To do this we define

\begin{equation} cos(T) = \frac{1}{\cosh(\tau)} \end{equation}

So \(T \in (-\pi/2, \pi/2)\)

Then the metric becomes

\begin{equation} ds^2 = \frac{1}{\cos^2(T)}(-dT^2 + d\Omega^2_{d-1}) \end{equation}

Now we define a new metric

\begin{equation} d\tilde{s}^2 = \cos^2(T) ds^2 = (-dT^2 + d\Omega^2_{d-1}) \end{equation}

This is metric is different to original metric but it is conformally related to it (we say metrics \(da^2, db^2\) are conformally related if \(da^2 = \Omega^2(x)db^2\) for some function \(\Omega\)). The important thing is that null geodesics are the same if two metrics are conformally related. So for our purposes of understanding causality we can just study this new metric.

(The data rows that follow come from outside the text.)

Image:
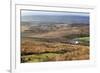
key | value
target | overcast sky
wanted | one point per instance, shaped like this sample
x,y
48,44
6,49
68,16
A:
x,y
30,12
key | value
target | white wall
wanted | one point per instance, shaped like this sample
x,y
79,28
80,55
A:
x,y
5,34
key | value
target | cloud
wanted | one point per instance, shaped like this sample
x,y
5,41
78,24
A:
x,y
31,12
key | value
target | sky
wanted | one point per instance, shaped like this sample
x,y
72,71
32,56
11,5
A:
x,y
30,12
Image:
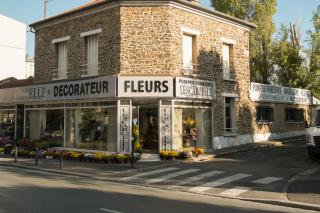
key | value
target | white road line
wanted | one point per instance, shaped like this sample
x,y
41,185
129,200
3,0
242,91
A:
x,y
218,182
234,191
150,173
109,210
198,177
266,180
172,175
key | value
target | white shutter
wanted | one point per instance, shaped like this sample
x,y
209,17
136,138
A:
x,y
92,55
62,60
226,58
187,51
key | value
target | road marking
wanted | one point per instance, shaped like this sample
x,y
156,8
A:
x,y
172,175
109,210
266,180
234,191
218,182
150,173
198,177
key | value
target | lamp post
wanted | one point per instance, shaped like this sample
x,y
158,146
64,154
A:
x,y
45,7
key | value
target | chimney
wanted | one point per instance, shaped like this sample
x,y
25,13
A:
x,y
194,1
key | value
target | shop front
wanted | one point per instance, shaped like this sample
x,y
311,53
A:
x,y
110,113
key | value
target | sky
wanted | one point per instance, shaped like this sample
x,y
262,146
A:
x,y
29,11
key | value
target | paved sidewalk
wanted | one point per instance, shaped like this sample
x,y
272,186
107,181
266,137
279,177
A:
x,y
85,169
103,171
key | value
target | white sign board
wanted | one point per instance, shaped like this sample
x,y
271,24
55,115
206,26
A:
x,y
195,88
85,89
272,93
145,86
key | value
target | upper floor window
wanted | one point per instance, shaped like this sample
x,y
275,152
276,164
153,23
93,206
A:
x,y
294,115
228,73
189,54
62,55
264,114
91,68
92,55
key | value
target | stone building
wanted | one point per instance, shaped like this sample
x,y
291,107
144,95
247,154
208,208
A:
x,y
163,74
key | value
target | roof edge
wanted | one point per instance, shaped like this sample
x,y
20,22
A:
x,y
119,2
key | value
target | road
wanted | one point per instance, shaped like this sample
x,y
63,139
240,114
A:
x,y
23,190
259,174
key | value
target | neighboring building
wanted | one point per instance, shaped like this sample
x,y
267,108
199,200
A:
x,y
170,74
12,48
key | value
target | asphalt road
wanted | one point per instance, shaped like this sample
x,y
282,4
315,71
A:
x,y
32,191
258,174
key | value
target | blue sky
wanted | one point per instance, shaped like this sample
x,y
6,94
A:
x,y
29,11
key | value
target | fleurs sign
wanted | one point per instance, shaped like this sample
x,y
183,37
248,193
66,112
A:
x,y
85,89
195,88
145,86
273,93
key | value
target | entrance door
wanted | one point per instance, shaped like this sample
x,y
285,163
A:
x,y
145,120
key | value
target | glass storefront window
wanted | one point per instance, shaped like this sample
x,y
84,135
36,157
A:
x,y
45,125
93,129
193,127
7,124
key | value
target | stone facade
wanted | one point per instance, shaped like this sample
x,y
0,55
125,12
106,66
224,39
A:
x,y
147,40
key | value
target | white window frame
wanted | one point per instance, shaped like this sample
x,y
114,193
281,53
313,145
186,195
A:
x,y
233,115
230,43
187,67
92,66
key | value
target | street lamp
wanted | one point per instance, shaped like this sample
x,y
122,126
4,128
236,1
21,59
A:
x,y
45,7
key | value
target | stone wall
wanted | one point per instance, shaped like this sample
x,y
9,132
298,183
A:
x,y
151,44
109,39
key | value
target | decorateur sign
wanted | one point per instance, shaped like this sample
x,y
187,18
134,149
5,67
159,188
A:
x,y
85,89
272,93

We can use the fact that \(d\Omega^2_{d-1} = d\theta + \sin^2(\theta)d\Omega^2_{d-2}\) (where \(\theta \in [0, \pi/2]\) to write

\begin{equation} d\tilde{s}^2 = -dT^2 + d\theta + \sin^2(\theta)d\Omega^2_{d-2} \end{equation}

Now let’s just focus on the T and \(\theta\) directions. Plotting these gives use a square with time running upwards.

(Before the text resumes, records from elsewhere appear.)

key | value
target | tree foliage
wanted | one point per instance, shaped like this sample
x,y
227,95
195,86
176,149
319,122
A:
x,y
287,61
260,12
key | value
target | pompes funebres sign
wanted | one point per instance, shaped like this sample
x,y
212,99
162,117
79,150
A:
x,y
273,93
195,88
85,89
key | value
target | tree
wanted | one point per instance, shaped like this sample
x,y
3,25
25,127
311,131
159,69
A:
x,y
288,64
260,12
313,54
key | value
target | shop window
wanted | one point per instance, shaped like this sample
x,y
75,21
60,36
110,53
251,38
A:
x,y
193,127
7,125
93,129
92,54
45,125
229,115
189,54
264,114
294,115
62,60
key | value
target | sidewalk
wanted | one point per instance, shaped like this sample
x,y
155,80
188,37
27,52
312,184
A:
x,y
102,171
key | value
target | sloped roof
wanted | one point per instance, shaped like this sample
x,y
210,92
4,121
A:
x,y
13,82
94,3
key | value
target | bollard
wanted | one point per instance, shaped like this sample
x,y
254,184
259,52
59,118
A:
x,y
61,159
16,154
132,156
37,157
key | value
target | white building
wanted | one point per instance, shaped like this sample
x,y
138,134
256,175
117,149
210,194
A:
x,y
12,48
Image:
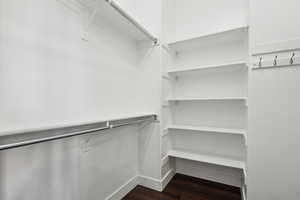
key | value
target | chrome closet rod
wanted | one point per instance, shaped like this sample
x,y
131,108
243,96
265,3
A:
x,y
131,20
20,140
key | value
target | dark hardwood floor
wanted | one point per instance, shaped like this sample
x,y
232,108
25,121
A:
x,y
183,187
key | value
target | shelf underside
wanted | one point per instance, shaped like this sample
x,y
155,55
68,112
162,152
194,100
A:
x,y
102,11
210,159
227,36
207,129
207,99
239,64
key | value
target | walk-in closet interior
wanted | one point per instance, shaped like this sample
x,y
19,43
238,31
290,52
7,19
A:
x,y
149,100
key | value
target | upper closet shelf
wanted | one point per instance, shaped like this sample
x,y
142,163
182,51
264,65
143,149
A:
x,y
239,64
207,129
208,99
225,36
120,19
211,159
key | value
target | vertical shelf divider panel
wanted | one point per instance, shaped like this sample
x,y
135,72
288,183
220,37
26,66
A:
x,y
207,85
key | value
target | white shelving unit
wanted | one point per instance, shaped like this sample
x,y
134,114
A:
x,y
208,99
238,64
210,159
229,35
206,129
110,12
205,106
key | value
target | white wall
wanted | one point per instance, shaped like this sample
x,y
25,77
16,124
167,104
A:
x,y
49,76
192,18
273,157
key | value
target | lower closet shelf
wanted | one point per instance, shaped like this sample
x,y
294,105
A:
x,y
211,159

The \(I^-\) and \(I^+\) represent the points at infinite time. The left and right edges represent someone at the north/south pole of the \(S^{d-2}\) sphere at particular time.

Then each point inside the square represents a \(S^{d-2}\) sphere.

Now let’s try to understand what this diagram is telling us.

Someone standing at the north pole, can only send signals to someone they can reach by a line that is at 45 degrees for less to the vertical. So they can’t send a signal to just anyone but only to half the diagram. In fact, they can never send a signal to someone at the south pole in finite time.

Similarly, if we consider who can send signals to the north pole, once again its only half the diagram. And it is different to the half that can receive signals from the north pole. The intersection of these two sections in the wedge on the left hand side and is called the northern causal diamond.

Cosmology

Cosmology is the study of the large scale structure of the universe. It starts from the observation that the universe (or the spatial part of the universe) is homogenous and isotropic (on large scales)

So we expect the spatial part of the metric to be a homogenous, isotropic 3D space.

The other key observation needed for cosmology is that the universe is expanding. This suggests the spatial part of our metric should be scaled by time.

This suggests the metric we should study in Cosmology should be of the form

\begin{equation} ds^2 = -dt^2 + a(t)^2 dl^2 \end{equation}

where \(dl^2\) is the metric on some homogenous, isotropic 3D space.

A homogenous, isotropic 3D space must have constant curvature and this gives us 3 possible choices: positively curved (\(R > 0\)), negatively curved (\(R < 0\)) or flat \((R=0)\).

The positively 3D space has the metric of a sphere so putting that in we get

\begin{equation} ds^2 = -dt^2 + a(t)^2 d\Omega_{3} \end{equation}

This is the metric of de Sitter space! So if the universe is positively curved, then it is described by the de Sitter metric.